All the tests were run on the same hardware configuration, essentially a cluster of 4 nodes. The results were astounding and are as follows:

  • Kognitio WX2 - 11.48 seconds
  • Oracle, post a re-write of SQL - 14 seconds
  • Oracle, pre the re-write - 90 seconds
  • Vertica - 97 seconds
  • PIG - 2,151 seconds
  • Hadoop - 3,900 seconds
We're extremely excited that Kognitio WX2 won out and would also like to extend our thanks to Vertica for setting the data warehousing community abuzz with this challenge. Similary, for providing the data set as well as the SQL language statements.
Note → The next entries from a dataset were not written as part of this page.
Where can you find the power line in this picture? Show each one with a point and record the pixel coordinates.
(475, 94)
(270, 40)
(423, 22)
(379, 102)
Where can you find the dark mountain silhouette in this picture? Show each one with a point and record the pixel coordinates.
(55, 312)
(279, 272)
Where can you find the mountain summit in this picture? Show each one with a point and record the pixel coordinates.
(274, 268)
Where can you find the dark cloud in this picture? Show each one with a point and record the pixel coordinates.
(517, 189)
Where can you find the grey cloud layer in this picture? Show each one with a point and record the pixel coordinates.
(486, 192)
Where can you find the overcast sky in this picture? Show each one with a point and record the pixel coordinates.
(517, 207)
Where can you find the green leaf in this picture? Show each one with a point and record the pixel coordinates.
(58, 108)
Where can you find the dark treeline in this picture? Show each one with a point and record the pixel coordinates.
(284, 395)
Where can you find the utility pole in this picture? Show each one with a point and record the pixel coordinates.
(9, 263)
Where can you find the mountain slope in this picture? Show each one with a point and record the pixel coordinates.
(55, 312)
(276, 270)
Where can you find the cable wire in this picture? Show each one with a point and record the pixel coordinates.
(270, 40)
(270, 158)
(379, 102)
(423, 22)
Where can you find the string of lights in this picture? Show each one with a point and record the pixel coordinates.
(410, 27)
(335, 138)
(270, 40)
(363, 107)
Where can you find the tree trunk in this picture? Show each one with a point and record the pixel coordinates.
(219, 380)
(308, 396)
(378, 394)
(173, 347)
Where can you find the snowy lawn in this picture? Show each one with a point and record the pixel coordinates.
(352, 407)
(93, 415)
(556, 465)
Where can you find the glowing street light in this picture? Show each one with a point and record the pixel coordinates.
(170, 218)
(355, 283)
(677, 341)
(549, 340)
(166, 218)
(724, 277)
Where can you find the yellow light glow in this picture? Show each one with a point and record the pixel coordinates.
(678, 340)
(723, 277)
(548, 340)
And for the sake of transparency, here are the links to the research as well as more details on what hardware and software was tested on the 86 million row dataset.

Kognitio ran the tests using WX2 on 4 HP servers, each with 128GB of RAM and 24 cores per server.

Vertica ran the tests using Vertica, PIG and Hadoop on 4 HP servers, each with 96GB of RAM and 12 cores per server. Results can be found here: http://www.vertica.com/2011/09/21/counting-triangles/

Tests were run using Oracle Exadata 2-2 hardware with 2 socket, 12 core Westmere-EP nodes and Oracle Database 11.2.0.2. Results can be found here: http://structureddata.org/2011/10/17/counting-triangles-faster/?utm_source=rss&utm_medium=rss&utm_campaign=counting-triangles-faster

To download the data set used in all tests, go to:
http://www.vertica.com/benchmark/TriangleCounting/edges.txt.gz

To download the query statements, go to:
https://github.com/vertica/Graph-Analytics----Triangle-Counting

2 comments:

Susanne said...

This is pretty misleading! "All the tests were run on the same hardware configuration, essentially a cluster of 4 nodes". Small detail: Everybody else's nodes had 12 cores apiece, Kognitio's had 24 cores. Whoops!

Anonymous said...

The test environment was replicated based on what was available and were constrained in that regard. Bottom line- WX2's speed comes from its ability to use ALL of the available cores and use them very efficiently. Most technologies can only utilize a relatively small number of cores and certainly don't scale their core use linearly. If we wanted, we could double, triple X10 or X100 the number of cores and continue to show a performance improvement. What applications exist that easily drive 24 cores in a single server with maximum efficiency?